Michael J. Fox Says Parkinson’s Disease ‘Sucks’ but He Has ‘a Great Life’: ‘I Have No Regrets’

“I can feel sorry for myself, but I don’t have time for that,” Fox said of living with Parkinson’s disease while speaking at a South by Southwest (SXSW) Film Festival screening for his documentary

Michael J. Fox is opening up about living with Parkinson’s disease.

After a screening of his documentary, Still: A Michael J. Fox Movie, at the South by Southwest (SXSW) Film Festival on Tuesday, the actor, 61, described what life has been like since he was diagnosed in 1991 and went public with his diagnosis in 1998.

Asked during a Q&A how he “mobilized” people to care about Parkinson’s, he responded: “I didn’t have a choice,” adding: “This is it. I have to give everything I have, and it’s not lip service. I show up and do the best I can.”

He continued, “Pity is a benign form of abuse. I can feel sorry for myself, but I don’t have time for that. There is stuff to be learned from this, so let’s do that and move on.”

Answering questions about the film alongside director Davis Guggenheim, Fox said that the purpose of sharing more about his story is to give back to his fans.

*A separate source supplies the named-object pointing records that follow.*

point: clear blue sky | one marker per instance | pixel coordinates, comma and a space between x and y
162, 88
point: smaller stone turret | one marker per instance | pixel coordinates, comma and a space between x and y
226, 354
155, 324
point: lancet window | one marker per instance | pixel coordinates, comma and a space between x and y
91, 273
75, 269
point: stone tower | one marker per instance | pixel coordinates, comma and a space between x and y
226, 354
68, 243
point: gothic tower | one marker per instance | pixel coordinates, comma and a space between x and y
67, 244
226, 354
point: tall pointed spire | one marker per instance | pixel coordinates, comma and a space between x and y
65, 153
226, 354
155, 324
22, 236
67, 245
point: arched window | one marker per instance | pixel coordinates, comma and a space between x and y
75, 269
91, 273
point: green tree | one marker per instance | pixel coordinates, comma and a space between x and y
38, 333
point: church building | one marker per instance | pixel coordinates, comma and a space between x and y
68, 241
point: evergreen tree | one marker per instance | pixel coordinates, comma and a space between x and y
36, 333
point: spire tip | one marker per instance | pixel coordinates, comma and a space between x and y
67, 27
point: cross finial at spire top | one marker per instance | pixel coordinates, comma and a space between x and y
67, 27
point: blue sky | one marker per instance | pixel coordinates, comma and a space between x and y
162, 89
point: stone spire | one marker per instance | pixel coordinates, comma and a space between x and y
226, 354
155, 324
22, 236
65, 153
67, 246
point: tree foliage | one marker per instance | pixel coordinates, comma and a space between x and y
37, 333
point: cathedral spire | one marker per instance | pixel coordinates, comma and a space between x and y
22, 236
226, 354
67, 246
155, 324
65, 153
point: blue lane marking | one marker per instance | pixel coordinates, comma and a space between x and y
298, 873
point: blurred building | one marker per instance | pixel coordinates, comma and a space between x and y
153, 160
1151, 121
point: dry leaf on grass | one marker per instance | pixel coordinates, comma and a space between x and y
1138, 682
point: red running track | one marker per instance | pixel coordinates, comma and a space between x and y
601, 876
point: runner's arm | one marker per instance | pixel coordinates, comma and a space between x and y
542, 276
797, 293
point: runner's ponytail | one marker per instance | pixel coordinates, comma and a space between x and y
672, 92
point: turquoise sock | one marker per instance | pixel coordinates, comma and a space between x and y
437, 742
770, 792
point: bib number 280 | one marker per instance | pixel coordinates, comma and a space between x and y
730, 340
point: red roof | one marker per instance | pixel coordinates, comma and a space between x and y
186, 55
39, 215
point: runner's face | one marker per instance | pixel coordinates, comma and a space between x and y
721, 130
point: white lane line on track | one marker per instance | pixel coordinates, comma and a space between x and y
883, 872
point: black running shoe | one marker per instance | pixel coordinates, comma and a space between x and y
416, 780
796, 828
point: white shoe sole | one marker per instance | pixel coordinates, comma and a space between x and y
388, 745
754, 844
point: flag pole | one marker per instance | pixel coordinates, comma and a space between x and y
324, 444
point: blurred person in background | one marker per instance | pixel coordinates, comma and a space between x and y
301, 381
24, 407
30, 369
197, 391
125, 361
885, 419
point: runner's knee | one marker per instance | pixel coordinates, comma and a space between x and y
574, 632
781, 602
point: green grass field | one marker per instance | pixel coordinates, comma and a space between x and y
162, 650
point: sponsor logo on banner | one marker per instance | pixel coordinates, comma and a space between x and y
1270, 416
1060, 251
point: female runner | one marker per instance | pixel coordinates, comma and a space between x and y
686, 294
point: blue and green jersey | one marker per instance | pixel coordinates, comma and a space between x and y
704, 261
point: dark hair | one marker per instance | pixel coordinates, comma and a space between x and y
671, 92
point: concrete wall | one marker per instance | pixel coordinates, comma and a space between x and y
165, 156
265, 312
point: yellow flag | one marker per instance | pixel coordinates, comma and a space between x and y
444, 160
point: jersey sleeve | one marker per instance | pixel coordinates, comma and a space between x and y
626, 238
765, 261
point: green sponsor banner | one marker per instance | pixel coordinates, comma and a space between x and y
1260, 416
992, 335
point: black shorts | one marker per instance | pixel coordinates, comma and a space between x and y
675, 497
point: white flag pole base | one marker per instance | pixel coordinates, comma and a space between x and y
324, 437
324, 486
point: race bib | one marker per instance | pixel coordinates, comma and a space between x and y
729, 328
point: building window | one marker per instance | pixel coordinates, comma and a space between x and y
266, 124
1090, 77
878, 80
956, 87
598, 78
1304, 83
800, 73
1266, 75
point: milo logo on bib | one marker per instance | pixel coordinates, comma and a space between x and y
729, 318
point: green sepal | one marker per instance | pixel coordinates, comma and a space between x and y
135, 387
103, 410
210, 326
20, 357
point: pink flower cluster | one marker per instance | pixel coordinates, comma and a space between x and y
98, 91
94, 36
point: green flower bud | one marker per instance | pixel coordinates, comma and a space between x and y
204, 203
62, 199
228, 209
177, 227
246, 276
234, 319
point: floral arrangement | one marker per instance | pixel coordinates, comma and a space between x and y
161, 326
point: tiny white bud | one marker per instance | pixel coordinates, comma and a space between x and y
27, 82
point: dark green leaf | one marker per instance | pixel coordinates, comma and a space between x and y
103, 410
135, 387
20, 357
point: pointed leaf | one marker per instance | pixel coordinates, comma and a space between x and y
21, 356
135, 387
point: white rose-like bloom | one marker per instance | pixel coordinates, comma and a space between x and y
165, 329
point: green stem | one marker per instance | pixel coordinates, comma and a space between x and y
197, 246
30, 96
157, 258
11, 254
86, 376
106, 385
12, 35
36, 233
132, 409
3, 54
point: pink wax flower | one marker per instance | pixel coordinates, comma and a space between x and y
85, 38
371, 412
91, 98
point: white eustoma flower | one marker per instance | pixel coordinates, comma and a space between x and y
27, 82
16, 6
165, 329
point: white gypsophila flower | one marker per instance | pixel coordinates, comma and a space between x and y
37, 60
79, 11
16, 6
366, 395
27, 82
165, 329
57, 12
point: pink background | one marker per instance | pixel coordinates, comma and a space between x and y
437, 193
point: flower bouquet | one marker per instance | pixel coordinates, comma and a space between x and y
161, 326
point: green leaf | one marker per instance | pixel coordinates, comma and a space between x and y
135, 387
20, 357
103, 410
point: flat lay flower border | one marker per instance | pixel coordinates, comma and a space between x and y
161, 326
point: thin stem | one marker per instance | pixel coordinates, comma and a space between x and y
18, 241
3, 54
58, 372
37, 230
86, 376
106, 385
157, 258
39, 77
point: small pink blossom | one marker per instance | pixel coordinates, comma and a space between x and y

“My fans have basically given me my life,” he explained. “I wanted to give these people who have done so much for me my time and gratitude. It was great for me to hear from all of you.”

Speaking directly to Guggenheim, he added: “Parkinson’s sucks, but it’s a great life, so thank you for it.”

“I have no regrets,” he said of his period working after his diagnosis. “You do what you have to do, but you do not want to kill your self. And that’s when I stopped.”

According to a logline for the documentary, the film “incorporates documentary, archival and scripted elements, recounting Fox’s extraordinary story in his own words.”

While it adds that the film gives an “account of Fox’s public life, full of nostalgic thrills and cinematic gloss” alongside his “never-before-seen private journey, including the years that followed his diagnosis with Parkinson’s,” Fox shared that there is much more to the film than the details about his health.

“David said early on, ‘I want to cover Parkinson’s, but I don’t want to make a movie about Parkinson’s.’ He made a movie about life,” explained Fox. “He made a conscientious decision not to make a movie about Parkinson’s.”

In a 2021 interview with Entertainment Tonight, the Back to the Future star revealed his decision to go public with his diagnosis.

“It was seven or eight years after I had been diagnosed … [and] the paparazzi and stuff, they would stand outside my apartment and heckle at me, like, ‘What’s the matter with you?’ ” Fox recalled. “I said, ‘I can’t be making my neighbors deal with this,’ so I came out, and it was great. It was a great thing.”

“It was a great surprise to me that people responded the way they responded,” he added. “They responded with interest, in the desire to find an answer to the disease, and then I saw that as a great opportunity. I didn’t get put in this position to squander it.”

After going public with his Parkison’s, Fox founded the Michael J. Fox Foundation for Parkinson’s Research in 2000.

“The Michael J. Fox Foundation is dedicated to finding a cure for Parkinson’s disease through an aggressively funded research agenda and to ensuring the development of improved therapies for those living with Parkinson’s today,” the foundation explains on its website.